Hungary: Taking Action
The Hungarian Parliament has enacted a package of constitutional amendments that virtually neutralizes the Constitutional Court as an opponent of Viktor Orbáns two-third-majority government. There was no lack of protest notes from both Strasbourg and Brussels, but apparently to no avail. Neither the EU nor the Council of Europe seems to be able, institutionally, to find an adequate response to a systematic undermining of constitutionalism within member states such as Hungary or Romania.
A conspicuous deterioration in constitutionalism erosion isn’t just the problem of the respective member state; it affects the entire EU and all its member states. But what can they do? One year ago, we launched an online symposium on the proposal of Armin von Bogdandy’s Heidelberg research group to find a solution based on European citizenship.. Now, Jan-Werner Müller, a political theorist and historian of ideas based at Princeton University, is offering another proposal – to install a „Copenhagen Commission“ which monitors the broad compliance of member states with the political Copenhagen criteria.
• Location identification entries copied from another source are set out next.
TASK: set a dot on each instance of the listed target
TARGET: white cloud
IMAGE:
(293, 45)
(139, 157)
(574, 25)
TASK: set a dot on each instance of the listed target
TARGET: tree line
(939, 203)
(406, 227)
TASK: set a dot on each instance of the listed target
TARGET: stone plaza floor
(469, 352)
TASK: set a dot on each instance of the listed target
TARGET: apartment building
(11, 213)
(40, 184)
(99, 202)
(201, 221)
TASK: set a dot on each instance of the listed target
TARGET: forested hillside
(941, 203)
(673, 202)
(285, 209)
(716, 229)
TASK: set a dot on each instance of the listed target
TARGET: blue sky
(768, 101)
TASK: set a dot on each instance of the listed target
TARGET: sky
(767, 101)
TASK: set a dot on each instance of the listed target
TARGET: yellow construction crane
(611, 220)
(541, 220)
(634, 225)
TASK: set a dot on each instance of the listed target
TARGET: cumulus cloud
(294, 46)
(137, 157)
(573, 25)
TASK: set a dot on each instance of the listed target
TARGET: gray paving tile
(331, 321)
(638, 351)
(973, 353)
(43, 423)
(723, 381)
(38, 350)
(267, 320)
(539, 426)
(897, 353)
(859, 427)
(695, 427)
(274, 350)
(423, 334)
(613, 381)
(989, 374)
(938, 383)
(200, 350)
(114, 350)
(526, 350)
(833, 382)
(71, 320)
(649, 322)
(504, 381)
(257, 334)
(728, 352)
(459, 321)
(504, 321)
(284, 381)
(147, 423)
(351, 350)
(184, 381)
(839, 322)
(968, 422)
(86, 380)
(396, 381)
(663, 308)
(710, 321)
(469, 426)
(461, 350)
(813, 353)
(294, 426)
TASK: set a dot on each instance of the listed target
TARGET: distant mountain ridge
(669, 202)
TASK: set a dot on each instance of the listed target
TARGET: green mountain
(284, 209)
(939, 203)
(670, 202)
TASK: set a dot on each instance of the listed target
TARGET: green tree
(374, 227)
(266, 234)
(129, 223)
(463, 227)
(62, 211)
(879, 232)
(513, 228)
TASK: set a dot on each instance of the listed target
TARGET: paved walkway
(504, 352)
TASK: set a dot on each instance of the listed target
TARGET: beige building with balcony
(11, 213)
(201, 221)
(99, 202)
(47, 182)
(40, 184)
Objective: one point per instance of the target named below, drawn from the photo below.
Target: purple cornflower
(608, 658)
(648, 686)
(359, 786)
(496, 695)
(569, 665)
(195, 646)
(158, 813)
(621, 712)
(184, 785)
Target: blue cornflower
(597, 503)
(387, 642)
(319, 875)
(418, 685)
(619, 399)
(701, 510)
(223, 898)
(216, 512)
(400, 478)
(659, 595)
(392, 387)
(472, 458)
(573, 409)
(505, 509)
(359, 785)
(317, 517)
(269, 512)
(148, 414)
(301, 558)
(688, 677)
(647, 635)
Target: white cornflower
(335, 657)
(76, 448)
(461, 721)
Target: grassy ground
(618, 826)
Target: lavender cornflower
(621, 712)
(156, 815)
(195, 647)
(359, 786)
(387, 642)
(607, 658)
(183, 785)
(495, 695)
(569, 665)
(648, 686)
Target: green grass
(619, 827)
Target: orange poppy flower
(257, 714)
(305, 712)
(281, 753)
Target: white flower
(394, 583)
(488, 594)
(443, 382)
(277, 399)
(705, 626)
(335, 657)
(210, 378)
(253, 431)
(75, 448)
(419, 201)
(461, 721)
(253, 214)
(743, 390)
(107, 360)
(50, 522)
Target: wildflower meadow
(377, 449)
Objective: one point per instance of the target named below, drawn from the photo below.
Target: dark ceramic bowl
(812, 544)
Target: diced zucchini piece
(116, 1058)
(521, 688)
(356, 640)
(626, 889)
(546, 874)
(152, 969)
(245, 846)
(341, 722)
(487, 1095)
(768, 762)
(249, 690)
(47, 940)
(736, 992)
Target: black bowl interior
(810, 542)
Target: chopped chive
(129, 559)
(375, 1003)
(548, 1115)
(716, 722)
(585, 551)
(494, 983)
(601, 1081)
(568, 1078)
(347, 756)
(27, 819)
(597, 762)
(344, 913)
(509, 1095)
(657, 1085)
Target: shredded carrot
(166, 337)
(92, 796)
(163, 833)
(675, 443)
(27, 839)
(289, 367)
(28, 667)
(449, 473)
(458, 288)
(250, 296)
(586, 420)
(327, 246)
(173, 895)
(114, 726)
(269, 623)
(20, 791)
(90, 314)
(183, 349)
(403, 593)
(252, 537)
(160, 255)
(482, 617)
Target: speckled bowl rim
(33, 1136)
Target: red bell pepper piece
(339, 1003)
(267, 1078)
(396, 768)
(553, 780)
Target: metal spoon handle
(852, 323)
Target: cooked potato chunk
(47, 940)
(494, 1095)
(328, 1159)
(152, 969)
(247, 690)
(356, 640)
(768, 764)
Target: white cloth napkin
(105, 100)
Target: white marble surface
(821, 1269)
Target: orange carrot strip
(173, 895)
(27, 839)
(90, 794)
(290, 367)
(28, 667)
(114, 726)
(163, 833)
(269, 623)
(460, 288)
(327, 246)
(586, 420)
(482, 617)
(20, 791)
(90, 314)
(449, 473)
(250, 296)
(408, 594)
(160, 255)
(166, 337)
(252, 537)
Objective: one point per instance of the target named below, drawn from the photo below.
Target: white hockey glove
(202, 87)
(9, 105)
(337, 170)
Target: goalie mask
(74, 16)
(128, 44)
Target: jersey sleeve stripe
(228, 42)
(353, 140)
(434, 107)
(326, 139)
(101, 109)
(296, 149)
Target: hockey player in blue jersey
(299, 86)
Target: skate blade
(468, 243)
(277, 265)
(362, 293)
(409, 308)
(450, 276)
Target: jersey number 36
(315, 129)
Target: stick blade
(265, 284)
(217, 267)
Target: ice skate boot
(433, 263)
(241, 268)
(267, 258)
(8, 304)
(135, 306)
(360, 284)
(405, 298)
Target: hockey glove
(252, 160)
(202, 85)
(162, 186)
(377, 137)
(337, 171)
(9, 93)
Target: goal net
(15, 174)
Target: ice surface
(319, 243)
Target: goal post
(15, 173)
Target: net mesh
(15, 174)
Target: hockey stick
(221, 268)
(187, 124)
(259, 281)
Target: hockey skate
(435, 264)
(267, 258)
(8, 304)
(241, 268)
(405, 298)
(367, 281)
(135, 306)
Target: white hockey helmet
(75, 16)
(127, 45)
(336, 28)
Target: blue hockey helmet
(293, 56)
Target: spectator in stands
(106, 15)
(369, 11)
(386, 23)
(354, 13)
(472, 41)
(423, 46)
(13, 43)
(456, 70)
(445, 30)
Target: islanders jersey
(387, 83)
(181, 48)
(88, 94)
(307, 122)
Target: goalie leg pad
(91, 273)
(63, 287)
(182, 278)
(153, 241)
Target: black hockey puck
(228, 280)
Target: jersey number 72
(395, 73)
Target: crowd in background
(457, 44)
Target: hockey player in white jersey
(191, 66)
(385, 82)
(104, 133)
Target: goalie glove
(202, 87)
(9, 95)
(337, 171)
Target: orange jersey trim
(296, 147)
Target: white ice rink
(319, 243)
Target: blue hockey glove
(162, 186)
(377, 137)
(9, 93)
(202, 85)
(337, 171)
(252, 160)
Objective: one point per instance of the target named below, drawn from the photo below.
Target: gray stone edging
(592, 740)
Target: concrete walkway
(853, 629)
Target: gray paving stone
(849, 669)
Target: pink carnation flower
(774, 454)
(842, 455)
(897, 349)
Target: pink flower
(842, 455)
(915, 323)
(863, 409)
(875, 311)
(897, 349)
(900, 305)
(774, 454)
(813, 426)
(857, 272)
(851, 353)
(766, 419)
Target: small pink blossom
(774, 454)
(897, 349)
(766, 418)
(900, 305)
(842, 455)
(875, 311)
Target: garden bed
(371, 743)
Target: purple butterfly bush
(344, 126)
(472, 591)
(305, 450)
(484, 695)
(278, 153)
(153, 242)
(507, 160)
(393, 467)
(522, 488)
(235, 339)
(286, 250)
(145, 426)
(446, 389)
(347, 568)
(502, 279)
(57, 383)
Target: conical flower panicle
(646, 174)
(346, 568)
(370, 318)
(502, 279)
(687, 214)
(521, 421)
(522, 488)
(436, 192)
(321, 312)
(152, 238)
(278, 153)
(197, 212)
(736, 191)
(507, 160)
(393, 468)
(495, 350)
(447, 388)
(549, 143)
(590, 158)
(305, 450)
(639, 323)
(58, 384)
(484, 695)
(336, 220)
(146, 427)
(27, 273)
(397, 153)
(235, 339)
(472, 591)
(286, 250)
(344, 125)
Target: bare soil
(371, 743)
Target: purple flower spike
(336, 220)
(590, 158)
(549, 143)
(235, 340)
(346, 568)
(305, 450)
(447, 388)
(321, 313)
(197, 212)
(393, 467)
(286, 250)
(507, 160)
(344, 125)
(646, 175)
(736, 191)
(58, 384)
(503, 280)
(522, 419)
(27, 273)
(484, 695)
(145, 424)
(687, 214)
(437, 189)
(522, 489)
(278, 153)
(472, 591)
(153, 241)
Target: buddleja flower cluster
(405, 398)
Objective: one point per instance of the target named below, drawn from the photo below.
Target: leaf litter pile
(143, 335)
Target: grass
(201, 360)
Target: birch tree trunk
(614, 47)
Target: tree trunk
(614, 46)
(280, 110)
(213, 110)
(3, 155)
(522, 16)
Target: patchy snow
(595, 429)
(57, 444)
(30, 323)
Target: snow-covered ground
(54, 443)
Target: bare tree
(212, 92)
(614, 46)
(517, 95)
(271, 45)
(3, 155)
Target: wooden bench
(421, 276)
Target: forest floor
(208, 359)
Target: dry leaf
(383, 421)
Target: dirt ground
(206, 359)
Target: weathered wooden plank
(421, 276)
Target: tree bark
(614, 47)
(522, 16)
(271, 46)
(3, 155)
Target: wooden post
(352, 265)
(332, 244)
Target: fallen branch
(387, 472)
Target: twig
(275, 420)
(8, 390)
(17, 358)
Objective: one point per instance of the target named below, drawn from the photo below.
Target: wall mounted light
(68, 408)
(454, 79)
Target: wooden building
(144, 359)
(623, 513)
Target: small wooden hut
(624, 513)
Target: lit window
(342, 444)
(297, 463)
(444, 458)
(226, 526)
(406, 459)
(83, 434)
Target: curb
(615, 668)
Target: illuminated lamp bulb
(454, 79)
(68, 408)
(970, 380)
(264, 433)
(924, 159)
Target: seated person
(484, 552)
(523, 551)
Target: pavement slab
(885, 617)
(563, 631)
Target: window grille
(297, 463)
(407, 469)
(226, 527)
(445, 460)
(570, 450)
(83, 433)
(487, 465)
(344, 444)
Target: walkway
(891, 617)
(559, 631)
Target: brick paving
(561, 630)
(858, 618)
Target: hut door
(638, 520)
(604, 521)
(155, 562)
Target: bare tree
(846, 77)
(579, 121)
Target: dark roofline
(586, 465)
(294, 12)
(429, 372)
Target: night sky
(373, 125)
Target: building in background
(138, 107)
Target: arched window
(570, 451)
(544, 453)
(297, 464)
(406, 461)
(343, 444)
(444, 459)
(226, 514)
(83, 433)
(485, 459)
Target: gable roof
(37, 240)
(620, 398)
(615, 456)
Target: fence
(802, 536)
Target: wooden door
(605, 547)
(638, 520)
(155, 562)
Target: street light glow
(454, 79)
Müller’s proposal will be the point of departure for a new online symposium starting today. We invite legal and political scholars to comment on these questions:
1. If a EU member state sets sail on a political journey that leads to a constitutional state imcompatible with the Copenhagen criteria of democracy, rule of law and human rights, what course of action should the EU adopt?
2. Which of the following possibilities seems best?
a) The European party families could isolate the member state politically (e.g. exclusion from EP group)
b) The other member states could suspend the country’s vote (as envisaged in Article 7 of the Treaty on European Union)
c) The EU commission could exert pressure by pursuing specific treaty infringements
d) The European Court of Justice could extend its jurisdiction on internal fundamental rights infringements within member states (union citizenship, European Charter of Fundamental Rights).
3. Which of these possibilities do you like least?
4. Do you see other possibilities?
5. To what extent should the EU be competent to take preemptive action against planned constitutional amendments within member states?
6. How should the sanction regime be designed to prevent national leaders from exploiting the sanctions to mobilize their constituencies against the EU? What would be ‘smart sanctions’ in an EU context that are effective with governments, but do not hurt ordinary citizens?
7. How should the sanction regime be designed to prevent its evolution into a paternalistic constitutional micro-management of member states?
8. How should the sanction regime be designed to prevent the impression that it will hit only small member states and leave large ones untouched?
9. In which cases should the EU leave the field to the Council of Europe and the ECHR?
10. Would you welcome the installation of a „Copenhagen Commission“ that monitors the compliance of member states with the Copenhagen criteria, analogous to what the Venice Commission does with respect to the ECHR?
We will publish the answers during the next weeks on Verfassungsblog. We are looking forward to a lively and fruitful debate!